To chart a path towards a prosperous future in the face of this threat, the alcohol industry will have to start asking some very existential questions about its place in people’s lives. To do this well requires going way beyond understanding people as consumers of brands. It means looking at us beyond the old paradigms of need-states and use-occasions. There are deeper questions that must be answered first, some of which include:
What is alcohol: its histories, mythologies, uses, social lives and cultures?
What is cannabis: its histories, mythologies, uses, social lives and cultures?
Why do people first turn to cannabis? And what keeps them using it?
What is the anatomy of the socio-cultural context in which people suddenly find themselves increasingly attracted to cannabis over alcohol?
Without a robust theory of change, why it is occurring and what the new value equations driving preference are at both an individual and cultural level, developing a future-proof strategy during a time of cultural discontinuity is guesswork at best. What then are the building blocks for a future-proof strategy? To keep it simple, here are three steps:
Get the shift right
Conduct a rigorous socio-historical analysis of the interconnectedness between wider social context and the use of or preference for alcohol and cannabis. Develop an anthropologically-informed theory of why and how people are making sense of value in the new substance paradigm. With a clear picture of emerging and past paradigms as well as why those changes took place, you now have the raw materials of ideation.
Get started. With the above, you are in a far better position to roadmap your way into the future.
Articulate the new value equation
Once you’ve developed an anthropologically-informed theory of how people are making sense of value in the new substance paradigm, begin charting your way through it using an activity like scenario planning. Here, map potential market trajectories of cannabis as it becomes increasingly legal across the U.S. as well as your response to that legalization and the potentially-increasing popularity of cannabis through your brand, product, ingredients, packaging, services, experiences, whatever.

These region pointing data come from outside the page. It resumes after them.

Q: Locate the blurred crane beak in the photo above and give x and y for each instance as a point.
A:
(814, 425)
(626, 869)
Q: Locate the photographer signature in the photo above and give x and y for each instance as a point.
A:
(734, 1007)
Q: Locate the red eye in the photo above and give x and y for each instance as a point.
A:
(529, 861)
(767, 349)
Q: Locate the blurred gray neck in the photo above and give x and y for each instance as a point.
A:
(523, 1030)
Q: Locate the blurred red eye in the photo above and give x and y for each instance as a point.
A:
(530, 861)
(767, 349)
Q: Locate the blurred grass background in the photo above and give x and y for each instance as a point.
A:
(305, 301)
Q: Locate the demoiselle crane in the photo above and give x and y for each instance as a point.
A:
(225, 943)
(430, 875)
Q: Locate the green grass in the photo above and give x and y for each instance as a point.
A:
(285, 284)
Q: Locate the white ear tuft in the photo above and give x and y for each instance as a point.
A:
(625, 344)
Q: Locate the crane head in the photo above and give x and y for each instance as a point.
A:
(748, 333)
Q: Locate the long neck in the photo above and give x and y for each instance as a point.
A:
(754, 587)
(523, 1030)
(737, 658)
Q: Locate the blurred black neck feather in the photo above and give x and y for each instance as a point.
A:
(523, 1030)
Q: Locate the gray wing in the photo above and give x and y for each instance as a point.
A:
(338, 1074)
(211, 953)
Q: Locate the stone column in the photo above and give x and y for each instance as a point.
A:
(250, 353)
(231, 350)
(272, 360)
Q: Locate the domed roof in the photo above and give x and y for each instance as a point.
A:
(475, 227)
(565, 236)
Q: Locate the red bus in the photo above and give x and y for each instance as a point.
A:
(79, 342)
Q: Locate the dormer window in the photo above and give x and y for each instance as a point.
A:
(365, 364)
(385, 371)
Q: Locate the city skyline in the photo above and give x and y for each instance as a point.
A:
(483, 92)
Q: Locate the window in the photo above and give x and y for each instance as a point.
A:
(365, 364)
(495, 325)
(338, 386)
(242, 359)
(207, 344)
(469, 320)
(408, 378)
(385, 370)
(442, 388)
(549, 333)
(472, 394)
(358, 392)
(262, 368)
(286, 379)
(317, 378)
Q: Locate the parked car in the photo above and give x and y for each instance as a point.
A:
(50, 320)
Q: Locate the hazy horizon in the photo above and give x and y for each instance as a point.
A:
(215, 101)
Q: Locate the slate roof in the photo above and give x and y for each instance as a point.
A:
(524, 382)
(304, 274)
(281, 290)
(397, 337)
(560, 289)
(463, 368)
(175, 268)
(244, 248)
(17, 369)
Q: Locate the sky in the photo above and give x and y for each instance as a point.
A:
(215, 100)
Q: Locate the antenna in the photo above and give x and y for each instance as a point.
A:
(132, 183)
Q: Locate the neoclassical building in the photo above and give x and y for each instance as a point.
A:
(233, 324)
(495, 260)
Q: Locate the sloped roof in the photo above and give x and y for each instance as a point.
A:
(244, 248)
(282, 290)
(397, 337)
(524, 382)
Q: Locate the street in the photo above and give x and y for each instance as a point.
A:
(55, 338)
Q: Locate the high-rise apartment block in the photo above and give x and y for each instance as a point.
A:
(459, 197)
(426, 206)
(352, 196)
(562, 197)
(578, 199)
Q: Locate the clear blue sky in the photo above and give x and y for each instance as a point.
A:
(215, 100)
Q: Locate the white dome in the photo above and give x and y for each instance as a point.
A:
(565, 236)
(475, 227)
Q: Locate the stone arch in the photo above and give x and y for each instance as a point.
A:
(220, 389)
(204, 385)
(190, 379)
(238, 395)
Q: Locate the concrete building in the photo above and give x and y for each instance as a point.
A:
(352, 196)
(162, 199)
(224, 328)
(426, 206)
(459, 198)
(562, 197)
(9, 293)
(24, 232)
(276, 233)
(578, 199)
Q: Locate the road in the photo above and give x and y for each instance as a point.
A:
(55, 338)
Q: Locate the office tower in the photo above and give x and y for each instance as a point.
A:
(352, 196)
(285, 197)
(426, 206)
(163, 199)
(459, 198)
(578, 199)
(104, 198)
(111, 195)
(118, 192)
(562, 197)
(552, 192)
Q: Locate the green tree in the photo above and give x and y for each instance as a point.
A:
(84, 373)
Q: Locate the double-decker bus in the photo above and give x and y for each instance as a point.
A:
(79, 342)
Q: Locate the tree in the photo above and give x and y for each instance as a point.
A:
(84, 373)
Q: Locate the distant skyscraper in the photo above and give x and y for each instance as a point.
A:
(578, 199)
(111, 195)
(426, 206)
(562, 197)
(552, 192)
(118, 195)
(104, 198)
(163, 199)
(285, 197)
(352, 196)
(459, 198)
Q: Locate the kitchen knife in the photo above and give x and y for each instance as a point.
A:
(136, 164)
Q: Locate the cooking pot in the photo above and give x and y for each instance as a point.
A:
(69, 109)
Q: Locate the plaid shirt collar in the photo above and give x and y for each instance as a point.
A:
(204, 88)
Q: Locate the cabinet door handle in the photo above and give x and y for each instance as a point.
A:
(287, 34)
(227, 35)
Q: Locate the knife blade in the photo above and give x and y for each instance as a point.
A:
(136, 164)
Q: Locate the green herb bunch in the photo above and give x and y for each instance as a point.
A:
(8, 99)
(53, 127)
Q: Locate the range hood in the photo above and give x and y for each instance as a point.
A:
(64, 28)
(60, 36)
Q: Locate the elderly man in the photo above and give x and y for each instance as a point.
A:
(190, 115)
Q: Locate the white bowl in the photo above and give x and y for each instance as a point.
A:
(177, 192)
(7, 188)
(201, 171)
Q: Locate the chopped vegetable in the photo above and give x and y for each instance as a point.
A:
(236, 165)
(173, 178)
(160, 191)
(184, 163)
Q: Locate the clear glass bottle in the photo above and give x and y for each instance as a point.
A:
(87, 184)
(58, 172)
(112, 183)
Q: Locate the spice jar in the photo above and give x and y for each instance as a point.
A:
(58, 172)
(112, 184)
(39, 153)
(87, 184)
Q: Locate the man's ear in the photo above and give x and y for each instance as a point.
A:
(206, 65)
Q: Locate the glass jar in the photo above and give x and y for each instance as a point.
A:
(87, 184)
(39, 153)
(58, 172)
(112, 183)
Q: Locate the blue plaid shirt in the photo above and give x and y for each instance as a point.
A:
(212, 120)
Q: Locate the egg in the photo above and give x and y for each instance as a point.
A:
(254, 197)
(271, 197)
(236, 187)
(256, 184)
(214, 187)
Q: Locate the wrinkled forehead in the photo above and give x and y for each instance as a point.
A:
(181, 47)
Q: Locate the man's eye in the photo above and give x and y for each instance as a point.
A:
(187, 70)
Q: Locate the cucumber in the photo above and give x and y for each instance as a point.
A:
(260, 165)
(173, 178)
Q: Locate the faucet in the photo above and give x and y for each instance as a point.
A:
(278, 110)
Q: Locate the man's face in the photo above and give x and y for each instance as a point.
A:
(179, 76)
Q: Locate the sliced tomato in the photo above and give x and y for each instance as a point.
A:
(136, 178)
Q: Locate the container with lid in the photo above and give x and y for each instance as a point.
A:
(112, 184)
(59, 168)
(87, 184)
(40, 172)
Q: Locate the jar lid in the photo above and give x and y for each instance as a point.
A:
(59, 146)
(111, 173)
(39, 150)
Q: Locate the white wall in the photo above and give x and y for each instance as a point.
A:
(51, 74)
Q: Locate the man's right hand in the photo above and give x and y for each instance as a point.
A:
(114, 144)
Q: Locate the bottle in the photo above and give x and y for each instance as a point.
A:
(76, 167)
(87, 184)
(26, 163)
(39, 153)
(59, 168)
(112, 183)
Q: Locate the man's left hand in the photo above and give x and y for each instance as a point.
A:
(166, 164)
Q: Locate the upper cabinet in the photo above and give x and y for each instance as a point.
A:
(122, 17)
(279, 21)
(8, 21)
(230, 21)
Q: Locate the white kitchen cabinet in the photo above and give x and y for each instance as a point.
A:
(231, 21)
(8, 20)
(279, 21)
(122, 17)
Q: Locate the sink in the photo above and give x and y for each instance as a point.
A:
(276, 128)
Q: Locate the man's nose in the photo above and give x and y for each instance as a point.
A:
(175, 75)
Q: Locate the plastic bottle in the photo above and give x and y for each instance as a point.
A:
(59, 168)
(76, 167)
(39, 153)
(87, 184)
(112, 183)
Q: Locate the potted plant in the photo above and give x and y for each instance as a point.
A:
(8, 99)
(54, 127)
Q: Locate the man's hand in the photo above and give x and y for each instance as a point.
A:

Land on a direction forward
Now, consider those futures. What are most, more, less and least likely? What is your organization most, more, less and least likely to act on in response to the increasing popularization of cannabis and a potentially corresponding drop in alcohol sales? What are the key metrics and components of a solid roadmap in your organization? And how are you going to translate that roadmap into growth platforms for drinks? These and others are the big questions you have to answer in order to land on a direction forward and, as anyone who has tried that innovation thing knows, have the moxy to actually get it done and in market.